Winston Churchill’s thoughts on his time as a prisoner (of war)
I’m not sure, and am too lazy to verify, whether if Winston Churchill is the only head of a Commonwealth government to have been a prisoner; but there cannot have been many. (UPDATE: As my friend Malcolm Lavoie points out to me, Nelson Mandela is another example. It is rather stupid of me to have forgotten that and, as you will presently see, quite ironic.) Churchill did not long stay in captivity ― he escaped the converted school where he (a war correspondent at the time) and British officers taken prisoner during the early days of the Boer war were held ― but the experience still marked him, and he wrote about it in his memoir My Early Life, written in 1930:
[T]he whole atmosphere of prison, even the most easy and best regulated prison, is odious. Companions in this kind of misfortune quarrel about trifles and get the least possible pleasure from each other’s society. If you have never been under restraint before and never known what it was to be a captive, you feel a sense of constant humiliation in being confined to a narrow space, fenced in by railings and wire, watched by armed men, and webbed about with a tangle of regulations and restrictions. I certainly hated every minute of my captivity more than I have ever hated any other period in my whole life. (273)

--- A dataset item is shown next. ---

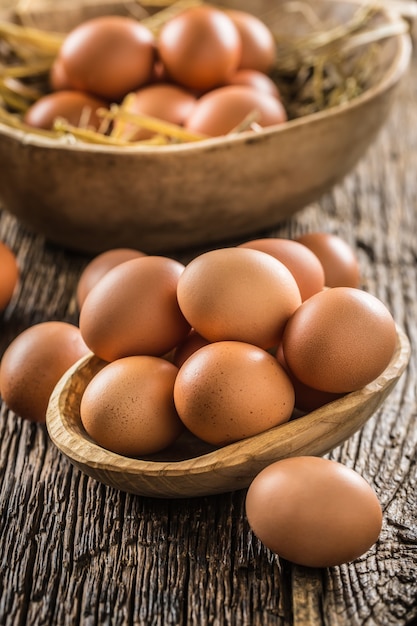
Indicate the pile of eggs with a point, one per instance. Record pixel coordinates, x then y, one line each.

In My Early Life, Churchill says relatively little about his philosophy, and almost nothing about his political career in the 1910s and ’20s, focusing mostly on telling the story as he lived it at the time of the events. However the topic of imprisonment prompts a rare digression:
Looking back on those days, I have always felt the keenest pity for prisoners and captives. What it must mean for any man, especially an educated man, to be confined for years in a modern convict prison strains my imagination. Each day exactly like the one before, with the barren ashes of wasted life behind, and all the long years of bondage stretching out ahead. There in after years, when I was Home Secretary and had all the prisons of England in my charge, I did my utmost consistent with public policy to introduce some sort of variety and indulgence into the life of their inmates, to give to educated minds books to feed on, to give to all periodical entertainments of some sort to look forward to and to look back upon, and to mitigate as far as is reasonable the hard lot which, if they have deserved, they must none the less endure. (273-74)
This is, I think, something that those in charge of prison policy at various levels would do well to consider ― all the more since they, unlike Churchill, will typically lack the experience, however short, of the shoe being on the other foot.
And speaking of books for a mind to feed on, whether or not the body that houses it is in prison or at large, one can find worse than My Early Life. Though it is, no doubt, somewhat politically incorrect by our standards, the events it tells are fascinating; the author’s philosophical observations, though infrequent, are sharp; there is a somewhat wicked pleasure in reading it while knowing what Churchill did not know when it wrote it ― the events that would made him one of history’s great heroes, instead of a minor footnote; and last but not least, it is brilliantly written and thus simply a joy to read.